Chill Hours: Less of an Issue Than You'd Think

Unlike peaches or apples, mulberries have a low chilling requirement, generally cited in the range of 200-400 hours of winter temperatures between 32-45 degrees F to break dormancy properly. Texas AgriLife's chill hour guidance for the Austin area puts Travis County in the 550-850 hour range depending on exact location, and most of Texas outside the immediate coast and Rio Grande Valley accumulates well above what a mulberry needs. Practically, that means winter chill is rarely the reason a Texas mulberry fails to fruit; poor drainage, deep shade, or young age (see below) are far more common culprits.

Harvest

In most of Texas, mulberries ripen from late April through June depending on variety and how far south you are, often the earliest tree fruit of the year in a home orchard. Fruit doesn't ripen further after picking and doesn't all ripen at once, so plan on picking every day or two during peak season. The classic trick is spreading a tarp or old sheet under the tree and shaking the branches; ripe fruit drops free while unripe berries stay put.

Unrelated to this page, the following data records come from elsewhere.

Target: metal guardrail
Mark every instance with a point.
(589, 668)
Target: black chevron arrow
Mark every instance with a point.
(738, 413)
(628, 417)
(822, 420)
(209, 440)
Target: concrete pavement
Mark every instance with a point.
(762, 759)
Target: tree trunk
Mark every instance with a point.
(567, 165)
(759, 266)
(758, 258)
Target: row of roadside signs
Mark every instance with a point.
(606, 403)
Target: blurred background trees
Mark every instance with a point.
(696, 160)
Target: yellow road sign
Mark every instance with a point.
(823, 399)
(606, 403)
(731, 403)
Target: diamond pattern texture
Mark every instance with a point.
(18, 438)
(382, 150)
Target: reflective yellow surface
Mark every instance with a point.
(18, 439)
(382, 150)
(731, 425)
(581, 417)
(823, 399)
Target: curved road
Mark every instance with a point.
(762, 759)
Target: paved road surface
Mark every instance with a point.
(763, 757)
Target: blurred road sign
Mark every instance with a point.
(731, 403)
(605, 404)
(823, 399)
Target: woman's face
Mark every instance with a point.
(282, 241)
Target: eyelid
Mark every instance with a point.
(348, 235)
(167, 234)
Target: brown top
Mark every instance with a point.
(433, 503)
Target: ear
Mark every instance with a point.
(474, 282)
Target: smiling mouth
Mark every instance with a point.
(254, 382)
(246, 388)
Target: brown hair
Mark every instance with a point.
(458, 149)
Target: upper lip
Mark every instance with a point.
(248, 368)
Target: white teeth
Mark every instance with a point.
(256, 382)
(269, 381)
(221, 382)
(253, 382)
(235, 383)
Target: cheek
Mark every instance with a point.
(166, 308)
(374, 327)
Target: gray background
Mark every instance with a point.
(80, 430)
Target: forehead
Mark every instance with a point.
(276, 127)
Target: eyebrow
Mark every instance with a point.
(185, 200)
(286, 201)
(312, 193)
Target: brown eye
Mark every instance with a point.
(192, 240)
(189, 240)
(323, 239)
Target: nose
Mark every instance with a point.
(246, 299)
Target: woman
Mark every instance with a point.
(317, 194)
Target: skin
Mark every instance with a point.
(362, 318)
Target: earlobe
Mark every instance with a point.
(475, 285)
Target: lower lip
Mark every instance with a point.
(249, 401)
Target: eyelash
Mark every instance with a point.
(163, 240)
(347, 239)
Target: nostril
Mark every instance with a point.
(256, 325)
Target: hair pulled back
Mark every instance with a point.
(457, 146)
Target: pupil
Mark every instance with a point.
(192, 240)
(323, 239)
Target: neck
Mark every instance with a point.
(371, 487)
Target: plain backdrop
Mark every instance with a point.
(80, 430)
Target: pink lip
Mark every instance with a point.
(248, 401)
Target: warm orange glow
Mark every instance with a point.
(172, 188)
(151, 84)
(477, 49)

A newly planted mulberry commonly takes 2-3 years before it fruits at all, and several more years before it reaches full production, so don't judge a young tree's variety or site by its first crop.

FAQ

Do I need two mulberry trees to get fruit?

No. Most mulberry cultivars sold for fruit are self-fertile, so a single tree will set fruit on its own. A second tree of a different variety can modestly improve fruit set for some cultivars, but it isn't required the way it is for many apples.

Can mulberries handle a Texas summer without irrigation?

Established trees (past their second summer) generally tolerate Texas heat and dry spells well and often need no supplemental water in a normal year. Extended drought or a young tree still developing roots is a different story, and both benefit from a deep soak every one to two weeks.

Is fruitless mulberry the same tree?

Fruitless mulberry is usually a male cultivar of white mulberry bred specifically not to fruit, planted for shade without the mess of dropped berries. It has the same fast growth and drought tolerance as fruiting types but obviously won't give you anything to harvest.

Why isn't my mulberry fruiting yet?

Age is the most common reason. Give a young tree at least 2-3 years before expecting a real crop. After that, check for too much shade, waterlogged soil, or storm/freeze damage to the previous year's wood, since that's where the current year's fruit forms.